It was like nothing I’d ever experienced before.
The way his mouth sealed over mine like a stamp of possession, his tongue parting my lips as if it was his right to claim this kiss and he’d already been patient for too long. The scent of him, bright as a citrus grove with an undertow of masculine musk was in my nose, the sound of his low, throaty growl vibrating from his tongue across mine. When he brought the long, impossibly hard length of his body flush against me, I couldn’t breathe from the feel of the hot erection pressed to my belly.
At that moment, every single atom in my body was owned by him.
One kiss.
For one kiss, I risked it all.
My career, my family, my freedom.
And my life.
But, Dio mio, I’d do it again and again if it meant feeling like this.
So alive I burned.
Only the sharp vibration of Dante’s phone on the patio table cut through the smoke and reminded me of myself.
Of my rules.
I tore my lips from his, my chest heaving with the effort, and pressed myself tight to the door as if doing so made me less conspicuous to that dark and hungry gaze.
“This is on pause,” he growled, his thumb stroking possessively over my thudding pulse point as if each beat spoke his name. “Now that I’ve had that red mouth, I’ll need it again.”
I just blinked at him as I tried to regulate my body, harness its wild impulses with the cool rationality of my mind. It took longer than it should have, than it ever had before, but finally, I found my voice.
“My meeting,” I reminded him weakly, shoving him back with two hands to his chest, trying not to luxuriate in the feel of his steel muscles beneath the soft fabric I’d left irreparably wrinkled. “I’ll be late.”
He let me push him away, putting his hands in his pockets as he followed me into the living room instead of answering his cell phone. I watched as he crossed to the desk while I collected my coat and purse, narrowing my eyes as he suddenly sent something flying across the room at me.
Instinctively, my hand reared up to catch the object. When I brought it down and uncurled my fingers, a bright red key fob with a silver horse rearing on it in silhouette stared back at me.
I gaped at him. “What is this?”
“Any Italian girl worth her salt knows what that is.”
“Yes,” I agreed. “But why did you just give me the key to your Ferrari?”
His grin was spectacularly wicked, and I realized with some degree of awe and concern that Dante didn’t have to have me pressed up against the wall to continue his seduction of me. “Addie told me you’ve been eyeing her. Why don’t you take her for that drive to Staten Island?”
My fingers curled around the key. Even though I didn’t want it to mean something that he trusted me to drive his million-dollar car, my heart panged like a plucked instrument in my chest.

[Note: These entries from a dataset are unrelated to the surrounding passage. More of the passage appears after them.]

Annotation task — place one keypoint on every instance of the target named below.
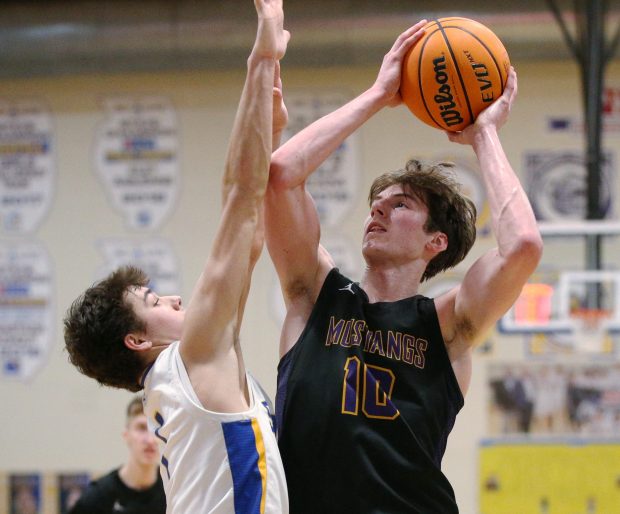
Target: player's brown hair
(95, 327)
(448, 210)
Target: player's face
(142, 444)
(394, 230)
(163, 315)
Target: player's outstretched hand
(388, 79)
(271, 38)
(493, 116)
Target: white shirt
(213, 462)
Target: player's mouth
(374, 227)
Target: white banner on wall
(334, 185)
(136, 158)
(556, 184)
(155, 256)
(26, 313)
(27, 164)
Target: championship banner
(154, 256)
(555, 183)
(26, 312)
(27, 165)
(137, 158)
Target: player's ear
(137, 342)
(438, 243)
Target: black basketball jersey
(366, 400)
(110, 495)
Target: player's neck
(137, 476)
(389, 284)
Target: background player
(219, 452)
(135, 487)
(372, 376)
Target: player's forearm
(513, 220)
(249, 151)
(301, 155)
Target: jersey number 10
(375, 388)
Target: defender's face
(394, 230)
(142, 444)
(162, 315)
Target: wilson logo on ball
(457, 69)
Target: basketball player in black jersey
(373, 374)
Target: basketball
(457, 69)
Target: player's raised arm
(292, 224)
(211, 325)
(494, 281)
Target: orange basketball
(456, 70)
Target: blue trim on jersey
(244, 459)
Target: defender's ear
(136, 343)
(438, 243)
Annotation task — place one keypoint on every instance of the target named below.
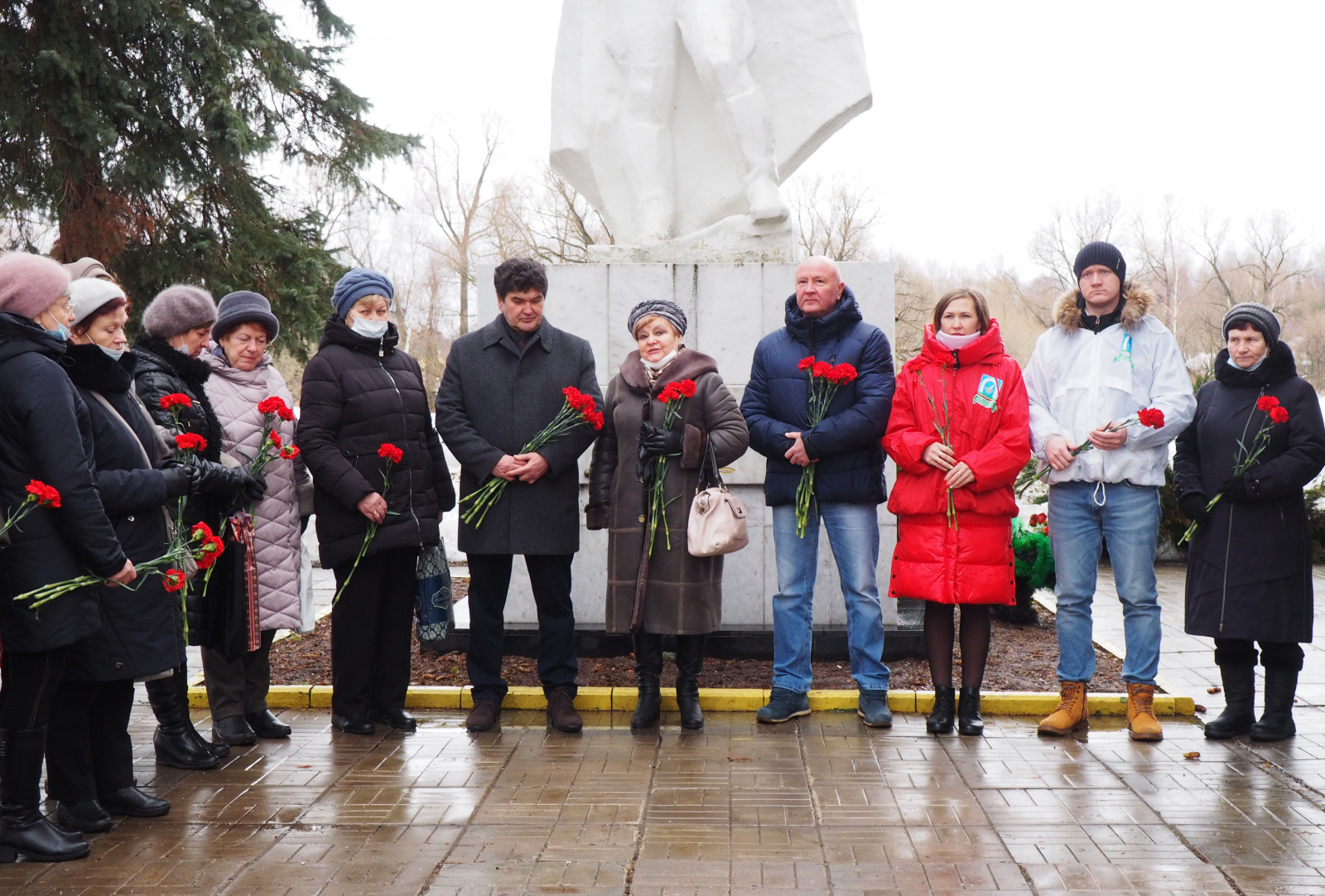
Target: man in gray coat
(503, 384)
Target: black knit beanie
(1101, 253)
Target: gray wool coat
(492, 402)
(682, 594)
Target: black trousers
(1274, 655)
(238, 686)
(371, 635)
(28, 683)
(489, 580)
(88, 746)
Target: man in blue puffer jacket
(823, 321)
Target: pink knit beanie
(30, 284)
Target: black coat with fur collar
(1250, 567)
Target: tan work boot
(1141, 713)
(1071, 713)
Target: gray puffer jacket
(235, 397)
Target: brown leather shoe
(561, 712)
(1071, 713)
(484, 716)
(1143, 724)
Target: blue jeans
(854, 534)
(1128, 518)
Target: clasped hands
(941, 456)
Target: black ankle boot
(1241, 708)
(689, 664)
(176, 741)
(969, 721)
(23, 829)
(1278, 721)
(648, 670)
(945, 710)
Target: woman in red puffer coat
(957, 551)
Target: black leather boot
(969, 713)
(1278, 721)
(648, 671)
(23, 829)
(689, 664)
(1241, 708)
(945, 710)
(176, 743)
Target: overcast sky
(986, 114)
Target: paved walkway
(817, 806)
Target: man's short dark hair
(520, 275)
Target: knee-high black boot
(176, 743)
(689, 664)
(648, 671)
(23, 829)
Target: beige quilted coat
(235, 395)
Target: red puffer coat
(990, 431)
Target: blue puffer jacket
(846, 443)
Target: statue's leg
(646, 48)
(720, 39)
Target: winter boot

“Thank you,” I muttered, my focus on putting my coat on so I wouldn’t have to bear the brunt of his megawatt grin.
“That sounds almost as good as please,” he told me in that smoky voice that made me high. “Not quite as good as your laughter, though.”
“Stop it, Dante,” I said firmly, shooting him my best schoolmarm glare. “Forget this happened. It was a momentary lapse in judgment.”
He nodded somberly, his lean hips against the desk, one hand playing with the chain of the ornate silver cross he’d taken out of his shirt. He looked like an invitation to sin on an altar, the worst decision a woman would ever make, but the wicked gleam in his eyes promised he would make it worth her while.
“I’ll try my best to make sure your judgment lapses again,” he called as I turned on my heel and started for the elevator. “Frequently.”
I shook my head but didn’t turn around.
Only when I was safely ensconced in the elevator on the way to the garage and that gorgeous car did I hit my head back against the ornate gold scrolled metal wall and curse myself for the smile that broke free across my face.
When I touched my lips to force the expression off my face, I traced the feel of his kiss echoed there in my flesh and closed my eyes on a groan.
I was already on the legal team of and living with the most infamous mafioso of the twenty-first century. It was debatable, but I’d already started down the slippery slope of moral degeneration.
Maybe Dante was right about making the risk worth something.
Something more than my career and its success.
Something worth the cost of my soul.
If I was going to damn myself anyway, I might as well do it by sleeping with the Devil of New York City.